Terrence nickte stumm, die Augen glasig, und wichste noch schneller. „Bitte… ja… spritz sie voll…“

Wesley brüllte auf, packte meine Hüften und pumpte mich voll. Heiße, dicke Schübe, Puls für Puls, so viel, dass es sofort an meinem Eingang vorbeiquoll und auf seine Eier tropfte. Ich spürte die Wärme, das Pulsieren, und kam selbst noch einmal mit, die Fotze milchig und schlürfend um ihn. Als er mich hochhob, lief sein Sperma in dicken Fäden aus mir heraus, über meine Schamlippen, die Innenseiten meiner Oberschenkel hinab.

„Leck sie sauber“, befahl Wesley ruhig. Terrence zögerte nur eine Sekunde, dann kniete er wirklich, schob sein Gesicht zwischen meine Beine und leckte. Seine Zunge, vertraut und zu klein, holte das fremde Sperma aus mir. Ich stöhnte obenrum, hielt seinen Kopf fest. „Ja… schluck es. Schluck, was ein richtiger Mann in mir gelassen hat.“ Er wichste sich dabei und kam fast sofort, dünne Spritzer auf den Teppich, mit einem gedemütigten Wimmern.
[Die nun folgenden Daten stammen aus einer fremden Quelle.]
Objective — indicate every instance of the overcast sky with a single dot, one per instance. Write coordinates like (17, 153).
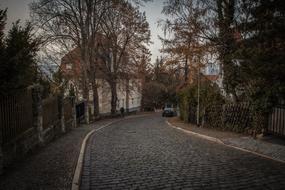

Wesley lachte leise, zog die Hose hoch, küsste mich noch einmal hart. „Nächste Lieferung in zwei Wochen. Halt die Fotze warm.“ Dann war er weg. Die Türglocke klingelte ein letztes Mal.

Zu Hause fickte Terrence mich sofort, sein kleiner Schwanz glitt leicht in die gesperma-schmatzende Fotze. Er dauerte keine zwei Minuten, stöhnte meinen Namen und kam mit einem Schluchzer. Danach lag er an meiner Brust, erzählte mir, wie heiß es gewesen sei, wie sehr er mich liebe, wie dankbar.

Ich streichelte sein Haar und lächelte im Dunkeln.

Aber die Wahrheit, die ich ihm nie sagen werde: Die ganze Zeit über hatte ich an Wesleys besten Freund gedacht, den er mir beim Rausgehen beschrieben hatte – noch dicker, noch rücksichtsloser – und daran, wie ich beide gleichzeitig nehmen würde, während Terrence in der Ecke kniet und zuschaut.